In Castelo Rodrigo, in the north highlands of Serra da Estrela, already in 1321 the county complained to D. Dinis saying that “Jews lent Money to such interest that ruined the village’s inhabitants and neighboring villages”.
In agriculture, vineyards and olive trees and therefore, the production of wine and oil in wineries and oil mills was very important, for example, in communities from Serra da Estrela.




The coming of Spanish Jews
The Jewish population kept growing throughout the Middle Age. If in 1400 there were in Portugal about 30 communities and a few thousand families, on the date of Columbus arrival in America there existed more than 100 Jewish Quarters and tens of thousands of inhabitants.
The reasons for the population increase are the follows:
- the absence of anti-Jewish surveys in Portugal;
- the growth of the movement against the Jews in Spain (Navarra, Aragon and Castile) since mid-fourteenth Century;
- the establishment of the Inquisition and the expulsion of the Jews from Andalusia (Spain) in early reign of the Catholic Kings;
- the outset of the Portuguese discoveries with the opening of new sea and trade routes.
In total would live in Portugal about 30 000 Jews – 3% of the population. In 1492, year of America’s discovery, the Catholic kings promulgated the edict of expulsion of Jews from Spain.
Precisely, also in the year of the unification of the whole territory of the country (with the final stage of the Christian reconquest – taking Granada), truly begins the Sepharad Diaspora.
D. João II hosts many of these Jews, a total that would surpass the 120 000 people. Some used Portugal as a passage place and others fled Spain to other regions.
Some of the most prestigious families in the portuguese sephardic history are Guedaliah ibn Yahya (since D. Afonso Henriques), the Abravanel (Abarbanel) and Benveniste. All are still spread across all continents, including Portugal and represent the living history of the national diáspora and much of the international elite of Jewish history.


 
The Jews of the Discoveries time
Four years after the event in Spain, the successor of D. João II, D. Manuel, married to the daughter of the Catholic kings and pressured by them, also promulgated the edict of expulsion. Far from being consensual, this policy did not please everyone, especially in terms of science and writing.
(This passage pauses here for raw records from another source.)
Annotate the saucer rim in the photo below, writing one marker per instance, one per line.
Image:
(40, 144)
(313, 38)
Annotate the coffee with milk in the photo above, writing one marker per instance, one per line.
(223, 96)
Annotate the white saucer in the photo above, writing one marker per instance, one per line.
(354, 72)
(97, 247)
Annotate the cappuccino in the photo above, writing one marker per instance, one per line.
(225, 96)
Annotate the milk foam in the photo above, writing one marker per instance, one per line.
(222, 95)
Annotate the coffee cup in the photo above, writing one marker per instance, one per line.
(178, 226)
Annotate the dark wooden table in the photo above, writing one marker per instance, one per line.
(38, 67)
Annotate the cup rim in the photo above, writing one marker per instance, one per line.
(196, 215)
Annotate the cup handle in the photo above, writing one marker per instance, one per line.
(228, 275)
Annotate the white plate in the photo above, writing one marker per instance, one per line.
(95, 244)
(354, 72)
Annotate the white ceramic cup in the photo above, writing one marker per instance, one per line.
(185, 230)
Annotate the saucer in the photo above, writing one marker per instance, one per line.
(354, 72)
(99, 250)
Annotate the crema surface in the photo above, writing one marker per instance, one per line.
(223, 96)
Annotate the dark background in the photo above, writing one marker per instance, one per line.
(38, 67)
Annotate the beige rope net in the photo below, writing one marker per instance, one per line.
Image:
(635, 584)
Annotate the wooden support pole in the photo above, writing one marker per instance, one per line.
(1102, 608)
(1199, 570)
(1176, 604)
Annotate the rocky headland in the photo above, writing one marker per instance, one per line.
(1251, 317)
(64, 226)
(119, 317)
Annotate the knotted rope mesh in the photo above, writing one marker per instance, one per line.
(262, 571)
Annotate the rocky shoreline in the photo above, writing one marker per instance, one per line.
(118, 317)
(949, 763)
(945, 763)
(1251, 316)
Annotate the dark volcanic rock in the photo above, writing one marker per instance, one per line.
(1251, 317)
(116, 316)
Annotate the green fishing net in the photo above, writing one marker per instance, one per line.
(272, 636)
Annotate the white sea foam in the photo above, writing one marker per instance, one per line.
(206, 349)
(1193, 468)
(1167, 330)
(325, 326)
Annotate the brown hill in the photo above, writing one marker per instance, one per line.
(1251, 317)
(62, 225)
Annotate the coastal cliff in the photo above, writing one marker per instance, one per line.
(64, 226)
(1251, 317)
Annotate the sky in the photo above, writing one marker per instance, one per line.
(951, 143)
D. Manuel was also not pleased to see escape much of the dynamic of the kingdom. Therefore, implements a strategy involving conversion and forced baptism. This attitude was criticized by many people, including the Catholic Church as was the case of the Ceuta’s Bishop, D. Diogo Ortiz, partner of the Jew Mestre José Vizinho da Covilhã in the scientific joint (for Discoveries) of D. João II.
D. Manuel knew that would lose those who he should hold. So, he tried to enact measures that simultaneously favored the converted and were an invitation to the stubborn abjuration.